Muslimahvoice.com - Kesultanan  Banten merupakan salah satu kesultanan Islam di Indonesia. Kesultanan Banten mengalami kejayaan pada masa Sultan Ageng Tirtayasa.  Sejak abad ke 16 Kesultanan  Banten menjadi bandar transit yang penting di wilayah kepulauan Nusantara. Banyak pedagang dari Cina, India, Gujarat, Persi dan Arab setelah berlabuh di Aceh meneruskan pelayarannya menuju Banten. Setelah Jatuhnya  Malaka ke tangan Portugis pada tahun 1511 perdagangan di Banten semakin ramai, karena para pedagang muslim yang tadinya memusatkan perdagangannya di Malaka, akhirnya berpindah ke  Banten.


Kepopuleran Banten menjadikan VOC  yang berkedudukan di Batavia, ingin menguasai Banten. VOC  melakukan blokade menghalangi kegiatan perdagangan di pelabuhan Banten. Hal ini mendorong Sultan Ageng bangkit melawan VOC. Sultan Ageng dikenal sangat gigih melawan VOC. Untuk mematahkan perlawanan Sultan Ageng, VOC menerapkan siasat licik, yaitu politik devide et impera atau politik adu domba. VOC  menghasut putra mahkota Abdulnazar Abdulkahar atau yang lebih dikenal dengan Sultan Haji, dengan mengatakan nanti yang akan menggantikan Sultan Ageng Tirtayasa sebagai Raja adalah Pangeran AryaArya yang juga saudaranya sendiri. Karena terpengaruh hasutan VOC Sultan Haji mencurigai ayahnya sendiri dan menjalin kerjasama dengan VOC untuk merebut tahta Kesultanan Banten dari ayahnya. Dengan kerjasama dengan Sultan Haji Belanda  dapat dengan mudah mengalahkan Sultan Ageng.

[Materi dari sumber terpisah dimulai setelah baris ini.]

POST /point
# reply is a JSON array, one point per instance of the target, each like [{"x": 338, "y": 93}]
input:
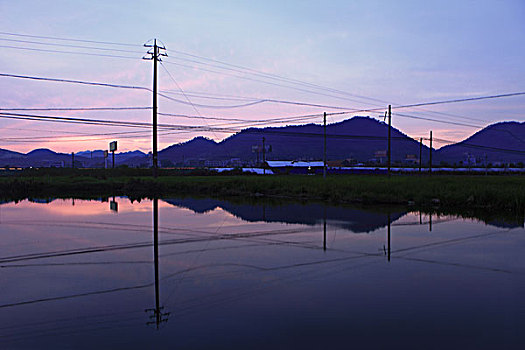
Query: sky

Sultan Ageng Tirtayasa akhirnya berhasil ditangkap oleh VOC pada tahu 1983, kemudian dibawa ke Batavia sebagai tawanan. Kemudian  Sultan Haji oleh VOC dijadikan sebagai “raja boneka” di kesultanan Banten. Sehingga secara tidak langsung VOC dapat menaklukkan Banten dan memonopoli perdagangan di kawasan pesisir Jawa. 

Belajar dari sejarah Kesultanan Banten, politik adu domba yang diterapkan  VOC merupakan strategi  jitu untuk menguasai Banten. 


Pada tanggal 6 Januari 2021 lalu diterbitkan Peraturan Presiden (Perpres). Untuk menanggulangi dan pencegahan tindakan ektrimisme yang mengarah pada Terorisme. Perpres  tersebut tertuang dalam Perpres Nomor 7 Tahun 2021 tentang Rencana Aksi Nasional Pencegahan dan Penanggulangan Ekstremisme Berbasis Kekerasan yang Mengarah pada Terorisme (RAN PE) (detikcom,17/1/2021). 


Perpres ini dikeluarkan sebagai pelaksanaan kewajiban negara terhadap hak asasi manusia dalam rangka memelihara stabilitas keamanan nasional. Berdasarkan Pancasila dan UUD 1945.


Perpres RAN-PE memiliki berbagai program salah satunya adalah terkait program yang bertujuan meningkatkan efektivitas memolisikan masyarakat dalam upaya pencegahan kekerasan yang mengarah pada terorisme. Program ini menyasar masyarakat sipil dan polisi, sementara penanggung jawabnya ialah Polri dan Badan Nasional Penanggulangan Terorisme (BNPT).


Banyak pihak yang menilai bahwa pilpres tersebut akan memicu banyak masalah,  bahkan bisa terjadi adu domba ditengah-tengah masyarakat. Perpres tersebuat berpotensi  dimanfaatkan oleh pihak yang ingin menjatuhkan atau memfitnah seseorang. Apalagi faktanya narasi ektrimisme ataupun terosisme sering dialamatkan kepada umat Islam dan ajaran Islam yang mulia. Ajaran Islam seperti jihad, syariah, khilafah dianggap sebagai sumber radikalisme.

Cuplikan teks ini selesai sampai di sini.